There was a reason Microsoft didn't want to fix their JVM so that it would pass the compliance tests. They lost (or settled?) and Sun got an insane amount of $$$. Microsoft created C# and .NET the way they though it should be.
C# has evolved much faster than Java. And in some areas Suns "doubts" about whether such language features were feasible has been put to shame: Delegates, operator overloading, Native API (P/Invoke) marshalling, reified generics, value types etc.
Re:It's just not stable. (Score:4, Insightful)
I can't say for 100% sure without examining their exact problem, but I would bet that your devs aren't very good and are trying to blame the tool rather than the craftsman. At least, I've never had problems solving similar problems with .NET. (Or Java or anything else, for that matter.)
Re:Ask the London Stock Exchange about how ... (Score:1, Insightful)
That's Accenture, but yeah, let's not let facts get in the way here.
Re:Et tu brute? (Score:5, Insightful)
Re:Safe from what? (Score:4, Insightful)
Oracle doesn't have a patent on "virtual machines", they have a patent on specific technologies. So, the question is whether Mono violates Oracle's specific patents. Sun/Oracle's patents were mostly known at the time Microsoft designed the CLR, so there's a good chance that they designed around Oracle's patents. Dalvik, on the other hand, was created both to be Java compatible and also under the assumption that Sun was friendly towards open source systems.
You can never be certain that a given piece of software violates no patents at all. But Mono seems in a pretty good position: Microsoft doesn't claim patents against it, and furthermore, it was designed to avoid patents by the other big player, Sun/Oracle. That's probably as good as it's ever going to get for these kinds of virtual machines.
Re:Really?? (Score:3, Insightful)
Computing is moving away from the desktop and onto mobile devices. Microsoft was built on vice-like control of the desktop computers, and as a result, the field has been stagnant for decades.
Do you really think they won't take any opportunity they can to gain the same level of control over portables?
Re:Et tu brute? (Score:4, Insightful)
"What I have issues with it the revisionist painting this as some sinister attempt on part of Microsoft to try to extend and then extinguish Java."
Unfortunately, it's not revisionist. It _was_ their intention, documented and proven in the court.

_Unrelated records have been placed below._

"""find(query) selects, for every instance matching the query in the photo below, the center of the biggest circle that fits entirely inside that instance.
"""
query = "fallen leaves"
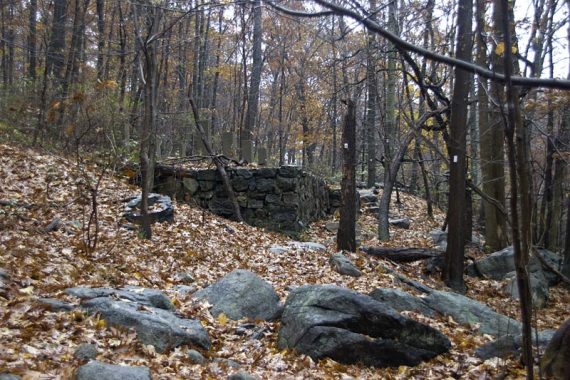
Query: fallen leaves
(37, 342)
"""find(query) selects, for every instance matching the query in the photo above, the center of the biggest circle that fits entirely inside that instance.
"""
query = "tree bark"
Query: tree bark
(519, 172)
(491, 148)
(219, 165)
(452, 272)
(255, 80)
(346, 236)
(55, 59)
(32, 39)
(371, 106)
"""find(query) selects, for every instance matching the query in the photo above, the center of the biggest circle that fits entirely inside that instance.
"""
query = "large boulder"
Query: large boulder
(349, 327)
(467, 311)
(342, 264)
(157, 327)
(143, 296)
(241, 294)
(148, 311)
(538, 288)
(95, 370)
(556, 359)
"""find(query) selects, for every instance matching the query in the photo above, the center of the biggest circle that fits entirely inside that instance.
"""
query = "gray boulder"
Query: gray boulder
(510, 345)
(143, 296)
(538, 288)
(349, 327)
(240, 294)
(95, 370)
(555, 362)
(466, 311)
(342, 264)
(402, 301)
(158, 327)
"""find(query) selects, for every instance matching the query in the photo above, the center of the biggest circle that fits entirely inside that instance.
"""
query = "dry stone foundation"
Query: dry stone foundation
(284, 199)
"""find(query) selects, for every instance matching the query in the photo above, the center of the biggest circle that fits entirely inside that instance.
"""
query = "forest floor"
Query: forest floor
(35, 342)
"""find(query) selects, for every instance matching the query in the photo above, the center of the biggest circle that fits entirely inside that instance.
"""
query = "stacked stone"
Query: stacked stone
(284, 199)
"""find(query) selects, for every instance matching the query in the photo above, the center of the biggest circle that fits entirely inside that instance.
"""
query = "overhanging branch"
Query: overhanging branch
(402, 44)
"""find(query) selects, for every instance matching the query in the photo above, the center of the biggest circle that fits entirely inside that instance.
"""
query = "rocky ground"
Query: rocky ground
(51, 240)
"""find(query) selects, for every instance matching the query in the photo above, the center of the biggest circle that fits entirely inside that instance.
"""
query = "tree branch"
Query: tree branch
(402, 44)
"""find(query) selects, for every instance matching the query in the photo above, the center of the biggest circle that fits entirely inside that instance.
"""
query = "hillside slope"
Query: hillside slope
(43, 189)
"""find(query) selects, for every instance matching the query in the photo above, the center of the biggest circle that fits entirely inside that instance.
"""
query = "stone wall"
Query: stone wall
(284, 199)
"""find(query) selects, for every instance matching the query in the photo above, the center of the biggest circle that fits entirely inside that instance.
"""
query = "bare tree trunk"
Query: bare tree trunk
(566, 263)
(519, 171)
(346, 236)
(255, 80)
(32, 39)
(55, 58)
(219, 165)
(149, 48)
(100, 7)
(452, 272)
(371, 107)
(491, 146)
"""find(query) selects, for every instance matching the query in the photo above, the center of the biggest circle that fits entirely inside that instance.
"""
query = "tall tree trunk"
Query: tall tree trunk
(150, 80)
(491, 145)
(452, 272)
(55, 59)
(519, 172)
(32, 53)
(346, 236)
(371, 106)
(100, 7)
(255, 80)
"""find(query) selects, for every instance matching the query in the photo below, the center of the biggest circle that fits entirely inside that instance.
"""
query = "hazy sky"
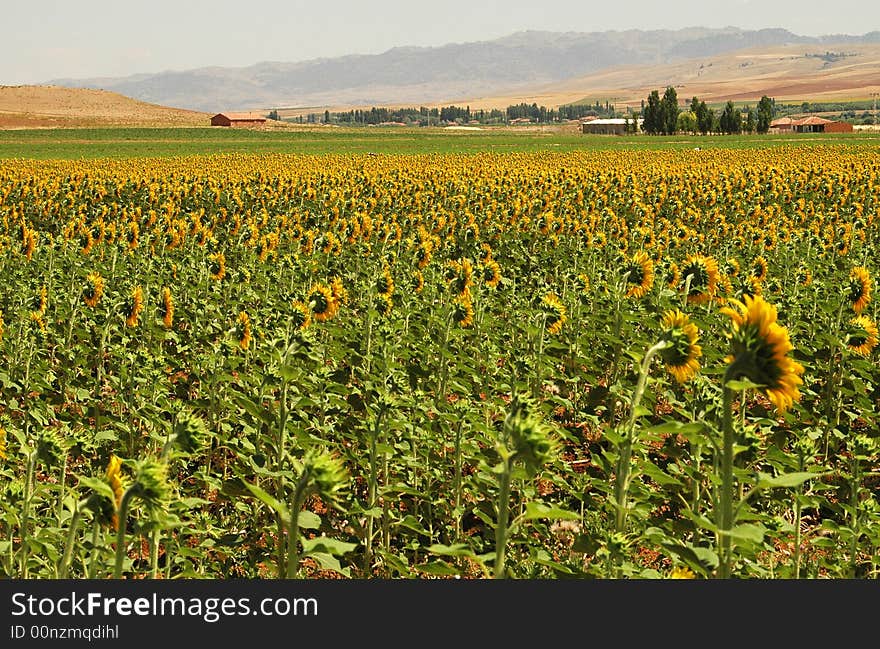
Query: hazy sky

http://www.nytimes.com/1998/10/22/business/memos-released-in-sun-microsoft-suit.html?sec=&spon=&partner=permalink&exprod=permalink [nytimes.com]
http://en.wikipedia.org/wiki/Steven_McGeady#Microsoft_trials [wikipedia.org]
Whats wrong with C god damnit? (Score:3, Insightful)
It always confuses me that these companies go with java when they could have gone with C/gtk
yeah yeah yeah... garbage collection. but if its really garbage collection shouldn't it just collect the whole damn language?